I have a some problems with parallelization and the time it takes to do a job.

I’m on R and I use the function lass0 on X matrix 155x11. This function have an option “parallel”.

If I do:

install.packages("readxl"    , repos = "http://cran.us.r-project.org")
install.packages("doParallel", repos = "http://cran.us.r-project.org")
library("lass0")
library("doParallel")
registerDoParallel(cores=detectCores())
fit.lass0=lass0(X,y, parallel=TRUE)

It will takes 2/3 minutes

After I need do it 50 times with a little change on each times so I right:

registerDoParallel(cores=detectCores())

for (i in 1:50){
Xi= small change on X
fit.lass0.i=lass0(Xi, y, parallel=TRUE)
}

It take more than 10h (I have tried with for(i in 1:10) and it’s also more than 10h…) I think I don’t understand something about the parallelization.

I use the cluster mono-shared-EL7, ntasks=1 and cpu-per-tasks=20

Thank’s for your helping

Garance

edit: add code bloc for readability

I don’t really know much about R in parallel workflow.

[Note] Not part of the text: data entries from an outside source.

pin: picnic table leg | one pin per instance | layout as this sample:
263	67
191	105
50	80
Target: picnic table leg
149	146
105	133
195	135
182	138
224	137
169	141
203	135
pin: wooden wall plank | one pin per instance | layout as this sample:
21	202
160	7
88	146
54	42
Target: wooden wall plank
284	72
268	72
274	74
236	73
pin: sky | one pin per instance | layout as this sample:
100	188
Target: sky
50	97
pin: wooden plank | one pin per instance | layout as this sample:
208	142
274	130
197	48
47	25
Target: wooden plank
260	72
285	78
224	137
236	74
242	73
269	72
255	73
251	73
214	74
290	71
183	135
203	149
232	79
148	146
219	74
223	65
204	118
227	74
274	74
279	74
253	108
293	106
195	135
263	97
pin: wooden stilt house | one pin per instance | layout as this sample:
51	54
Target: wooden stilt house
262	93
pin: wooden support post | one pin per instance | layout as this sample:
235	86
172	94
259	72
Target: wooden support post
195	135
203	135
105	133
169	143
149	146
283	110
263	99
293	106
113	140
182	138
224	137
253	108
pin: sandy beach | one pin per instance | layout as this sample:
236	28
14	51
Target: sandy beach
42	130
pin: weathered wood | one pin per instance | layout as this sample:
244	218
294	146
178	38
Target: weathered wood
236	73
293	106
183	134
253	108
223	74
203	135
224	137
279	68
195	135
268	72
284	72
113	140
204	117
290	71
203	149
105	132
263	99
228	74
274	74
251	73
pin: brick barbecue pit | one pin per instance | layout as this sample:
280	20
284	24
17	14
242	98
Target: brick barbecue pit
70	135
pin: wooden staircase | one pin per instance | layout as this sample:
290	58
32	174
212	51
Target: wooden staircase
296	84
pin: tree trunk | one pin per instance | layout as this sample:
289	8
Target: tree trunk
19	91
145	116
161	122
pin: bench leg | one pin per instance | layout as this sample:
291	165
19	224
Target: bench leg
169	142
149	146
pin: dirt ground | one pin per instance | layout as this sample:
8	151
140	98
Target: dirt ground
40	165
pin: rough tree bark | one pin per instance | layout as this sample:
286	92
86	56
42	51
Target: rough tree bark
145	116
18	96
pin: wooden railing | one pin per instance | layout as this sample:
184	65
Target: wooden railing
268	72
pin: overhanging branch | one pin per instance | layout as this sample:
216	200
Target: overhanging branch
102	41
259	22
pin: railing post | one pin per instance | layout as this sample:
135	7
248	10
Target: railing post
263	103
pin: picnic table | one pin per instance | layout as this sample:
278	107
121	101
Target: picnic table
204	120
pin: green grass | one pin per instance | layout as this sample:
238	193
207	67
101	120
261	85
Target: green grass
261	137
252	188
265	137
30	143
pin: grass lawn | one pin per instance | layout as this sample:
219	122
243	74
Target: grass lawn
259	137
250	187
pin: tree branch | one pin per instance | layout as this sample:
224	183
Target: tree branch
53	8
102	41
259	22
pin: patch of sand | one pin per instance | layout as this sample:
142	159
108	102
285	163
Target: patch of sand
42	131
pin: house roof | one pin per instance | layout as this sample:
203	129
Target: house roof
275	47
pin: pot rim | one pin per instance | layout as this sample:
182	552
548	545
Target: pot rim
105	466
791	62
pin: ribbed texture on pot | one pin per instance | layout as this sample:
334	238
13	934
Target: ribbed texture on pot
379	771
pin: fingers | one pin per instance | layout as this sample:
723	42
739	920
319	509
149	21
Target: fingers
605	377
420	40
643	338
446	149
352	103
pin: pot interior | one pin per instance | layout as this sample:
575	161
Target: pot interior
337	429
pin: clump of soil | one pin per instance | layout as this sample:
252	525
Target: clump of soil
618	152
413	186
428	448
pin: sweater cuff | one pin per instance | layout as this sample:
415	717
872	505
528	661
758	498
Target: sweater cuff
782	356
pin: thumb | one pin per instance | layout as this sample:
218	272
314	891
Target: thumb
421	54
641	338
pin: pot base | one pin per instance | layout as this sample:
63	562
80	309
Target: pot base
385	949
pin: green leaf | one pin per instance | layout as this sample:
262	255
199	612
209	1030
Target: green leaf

However you can try to ssh into the node and verify the cpu usage of your job and check if it is really using the 20 cores you give to your job.

Hello,

I suggest that you don’t use detectCores as it will detect the whole cores of the compute node, even if you are restricted a subset of them by Slurm and you’ll get poor performances.

Please have a look at the example we provide here.

If you are happy with the execution time of one instance, the best that you can do is to use Slurm job array to launch 50 instances of your job.

Be sure to do some benchmark first: launch your instance with 2, 4, 8, 20 cores and measure time. If the performance aren’t better with 4, stick with 2 cores, etc.